Metro was a commuter newspaper that started distribution in Regina on April 2, 2012, but which ceased operations from November 26, 2014.

==Radio==

| Frequency | Call sign | Branding | Format | Owner | Notes |
|---|---|---|---|---|---|
| AM 620 | CKRM | 620 CKRM | country music | Harvard Broadcasting |  |
| AM 980 | CJME | News/Talk 980 | news/talk | Rawlco Communications |  |
| FM 88.9 | CKSB-FM-1 | Ici Musique | public music | Canadian Broadcasting Corporation | French; rebroadcasts CKSB-FM Winnipeg |
| FM 90.3 | CJLR-FM-4 | MBC Radio | First Nations community radio | Missinipi Broadcasting Corporation | Rebroadcaster of CJLR-FM (La Ronge) |
| FM 91.3 | CJTR-FM | AccessNow Radio 91.3 | community radio | Access Communications |  |
| FM 92.1 | CHMX-FM | Play 92 | rhythmic adult contemporary | Harvard Broadcasting |  |
| FM 92.7 | CHBD-FM | Pure Country 92.7 | country music | Bell Media Radio |  |
| FM 94.5 | CKCK-FM | Jack FM | adult hits | Rawlco Communications |  |
| FM 95.9 | CIUC-FM | UCB Radio | Christian radio | UCB Radio Canada |  |
| FM 96.9 | CBK-FM | CBC Music | public music | Canadian Broadcasting Corporation |  |
| FM 97.7 | CBKF-FM | Ici Radio-Canada Première | news/talk | Canadian Broadcasting Corporation | French |
| FM 98.9 | CIZL-FM | Z99 | hot adult contemporary | Rawlco Communications |  |
| FM 102.5 | CBKR-FM | CBC Radio One | news/talk | Canadian Broadcasting Corporation | Rebroadcasts CBK |
| FM 104.9 | CFWF-FM | 104.9 The Wolf | active rock | Harvard Broadcasting |  |

==Television==

| OTA virtual channel (PSIP) | OTA actual channel | Access Cable | Call sign | Network | Notes |
|---|---|---|---|---|---|
| 2.1 | 8 (VHF) | 6 | CKCK-DT | CTV |  |
| 9.1 | 9 (VHF) | 4 | CBKT-DT | CBC Television |  |
| 11.1 | 11 (VHF) | 5 | CFRE-DT | Global |  |
| 13.1 | 13 (VHF) | 3 | CBKFT-DT | Ici Radio-Canada Télé |  |
| – | – | 12 | City Saskatchewan | City | Former provincial public broadcaster; airs educational television and cultural programming from 6 a.m. to 3 p.m. |
| – | – | 7 | – | Access7 | Community channel for Access Cable subscribers |

Satellite and cable systems available in Regina provide access to a wide range of specialty networks and American broadcast stations.

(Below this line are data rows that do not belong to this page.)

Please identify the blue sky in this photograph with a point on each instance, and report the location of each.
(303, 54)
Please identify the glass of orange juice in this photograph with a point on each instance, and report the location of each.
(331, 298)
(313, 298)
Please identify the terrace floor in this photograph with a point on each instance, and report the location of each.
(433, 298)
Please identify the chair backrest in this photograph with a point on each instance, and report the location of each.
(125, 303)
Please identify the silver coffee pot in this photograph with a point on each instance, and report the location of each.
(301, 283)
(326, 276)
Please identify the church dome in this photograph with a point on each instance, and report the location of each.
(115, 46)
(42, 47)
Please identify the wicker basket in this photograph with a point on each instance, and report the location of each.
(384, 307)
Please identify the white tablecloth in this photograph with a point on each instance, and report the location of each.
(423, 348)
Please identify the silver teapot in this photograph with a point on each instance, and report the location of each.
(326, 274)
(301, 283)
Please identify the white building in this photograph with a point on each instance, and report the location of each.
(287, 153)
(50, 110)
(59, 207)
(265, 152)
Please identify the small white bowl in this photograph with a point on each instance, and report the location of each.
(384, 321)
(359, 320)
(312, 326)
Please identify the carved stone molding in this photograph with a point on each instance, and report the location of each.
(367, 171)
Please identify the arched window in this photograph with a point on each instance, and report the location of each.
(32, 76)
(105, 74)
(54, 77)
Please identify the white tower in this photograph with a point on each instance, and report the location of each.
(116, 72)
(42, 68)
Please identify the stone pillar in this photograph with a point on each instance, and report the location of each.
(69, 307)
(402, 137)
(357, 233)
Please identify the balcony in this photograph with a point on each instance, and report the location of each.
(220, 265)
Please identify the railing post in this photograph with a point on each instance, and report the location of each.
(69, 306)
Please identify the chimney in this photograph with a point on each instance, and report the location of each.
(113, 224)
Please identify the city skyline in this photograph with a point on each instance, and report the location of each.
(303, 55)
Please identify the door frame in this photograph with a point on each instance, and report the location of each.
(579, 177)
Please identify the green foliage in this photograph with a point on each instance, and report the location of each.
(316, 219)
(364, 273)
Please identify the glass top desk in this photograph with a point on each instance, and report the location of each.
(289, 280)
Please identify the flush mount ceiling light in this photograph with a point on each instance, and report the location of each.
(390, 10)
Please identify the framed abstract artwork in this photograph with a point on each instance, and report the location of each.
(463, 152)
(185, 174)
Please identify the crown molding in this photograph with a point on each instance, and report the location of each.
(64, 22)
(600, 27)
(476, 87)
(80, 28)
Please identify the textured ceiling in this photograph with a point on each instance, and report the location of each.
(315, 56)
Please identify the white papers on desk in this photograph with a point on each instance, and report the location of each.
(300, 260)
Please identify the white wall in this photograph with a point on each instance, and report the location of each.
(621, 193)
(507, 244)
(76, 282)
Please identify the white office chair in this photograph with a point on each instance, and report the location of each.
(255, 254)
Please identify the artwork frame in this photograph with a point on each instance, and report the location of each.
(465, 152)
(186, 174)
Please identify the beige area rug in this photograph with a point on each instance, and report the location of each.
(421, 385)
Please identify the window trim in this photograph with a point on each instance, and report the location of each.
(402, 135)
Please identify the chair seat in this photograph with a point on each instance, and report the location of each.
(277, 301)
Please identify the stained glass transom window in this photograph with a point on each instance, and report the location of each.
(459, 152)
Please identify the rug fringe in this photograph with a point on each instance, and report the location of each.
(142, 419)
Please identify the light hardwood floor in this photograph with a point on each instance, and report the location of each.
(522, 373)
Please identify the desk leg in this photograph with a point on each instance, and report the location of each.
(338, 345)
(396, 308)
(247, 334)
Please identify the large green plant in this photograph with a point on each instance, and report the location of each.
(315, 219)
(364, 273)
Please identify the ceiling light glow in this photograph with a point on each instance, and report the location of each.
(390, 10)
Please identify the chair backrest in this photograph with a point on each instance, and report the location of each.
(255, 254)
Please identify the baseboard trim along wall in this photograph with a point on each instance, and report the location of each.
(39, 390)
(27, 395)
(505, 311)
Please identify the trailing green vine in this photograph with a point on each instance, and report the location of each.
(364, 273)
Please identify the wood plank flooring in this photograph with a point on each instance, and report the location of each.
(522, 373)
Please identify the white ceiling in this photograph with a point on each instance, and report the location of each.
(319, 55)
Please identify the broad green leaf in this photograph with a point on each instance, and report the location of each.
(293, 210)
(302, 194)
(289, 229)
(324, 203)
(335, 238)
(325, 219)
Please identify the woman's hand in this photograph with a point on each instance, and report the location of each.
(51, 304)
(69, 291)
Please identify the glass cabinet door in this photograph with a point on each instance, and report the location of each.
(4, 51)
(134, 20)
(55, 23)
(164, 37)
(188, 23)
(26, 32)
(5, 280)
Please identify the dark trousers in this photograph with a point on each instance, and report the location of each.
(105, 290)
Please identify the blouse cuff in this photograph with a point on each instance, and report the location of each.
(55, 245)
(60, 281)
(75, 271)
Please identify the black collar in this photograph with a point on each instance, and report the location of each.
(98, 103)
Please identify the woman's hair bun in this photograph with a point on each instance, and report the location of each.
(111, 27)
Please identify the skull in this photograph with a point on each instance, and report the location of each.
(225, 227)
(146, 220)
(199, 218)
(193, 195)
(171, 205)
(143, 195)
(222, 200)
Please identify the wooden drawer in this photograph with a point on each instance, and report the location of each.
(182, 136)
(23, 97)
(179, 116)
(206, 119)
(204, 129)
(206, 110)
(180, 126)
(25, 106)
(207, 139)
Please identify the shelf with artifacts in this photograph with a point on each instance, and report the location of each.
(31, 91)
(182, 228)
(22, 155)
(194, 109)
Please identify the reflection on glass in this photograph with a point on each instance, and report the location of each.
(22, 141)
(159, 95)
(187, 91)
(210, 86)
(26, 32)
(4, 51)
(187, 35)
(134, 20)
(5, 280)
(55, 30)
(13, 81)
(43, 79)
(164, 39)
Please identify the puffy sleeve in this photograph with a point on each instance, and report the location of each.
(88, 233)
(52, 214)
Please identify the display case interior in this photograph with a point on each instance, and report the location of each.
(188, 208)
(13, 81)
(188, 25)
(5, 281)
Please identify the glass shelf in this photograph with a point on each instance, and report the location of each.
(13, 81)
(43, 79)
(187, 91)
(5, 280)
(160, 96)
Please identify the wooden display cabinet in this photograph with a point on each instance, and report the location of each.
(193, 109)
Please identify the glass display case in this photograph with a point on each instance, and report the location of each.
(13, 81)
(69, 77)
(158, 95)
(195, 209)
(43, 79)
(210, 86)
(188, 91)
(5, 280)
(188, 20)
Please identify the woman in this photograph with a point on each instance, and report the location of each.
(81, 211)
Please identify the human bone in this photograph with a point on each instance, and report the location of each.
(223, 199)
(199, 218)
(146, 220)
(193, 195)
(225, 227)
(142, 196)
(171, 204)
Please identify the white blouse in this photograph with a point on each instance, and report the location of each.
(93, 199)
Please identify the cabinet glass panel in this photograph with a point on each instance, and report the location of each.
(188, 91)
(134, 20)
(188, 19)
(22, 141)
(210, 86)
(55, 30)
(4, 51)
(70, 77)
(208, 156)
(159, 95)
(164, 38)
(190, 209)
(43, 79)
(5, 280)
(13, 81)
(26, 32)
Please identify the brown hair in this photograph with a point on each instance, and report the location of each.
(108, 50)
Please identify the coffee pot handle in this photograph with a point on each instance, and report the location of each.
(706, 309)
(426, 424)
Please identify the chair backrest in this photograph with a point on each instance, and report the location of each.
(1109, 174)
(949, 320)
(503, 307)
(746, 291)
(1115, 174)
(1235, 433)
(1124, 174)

Now-defunct broadcasters that once served Regina included CPN, a network of specialty cable channels (including HBO) that served Saskatchewan in the late 1970s, and Teletheatre, a pay network that aired movies and original programming in the 1980s (later bought out by what would eventually become Movie Central).

==Internet==
Regina had the largest free civic wireless internet program in Canada. The Downtown, Warehouse, 13th Avenue and University regions have government-sponsored wireless internet called Saskatchewan! Connected, which is also available in Saskatoon, Prince Albert and Moose Jaw.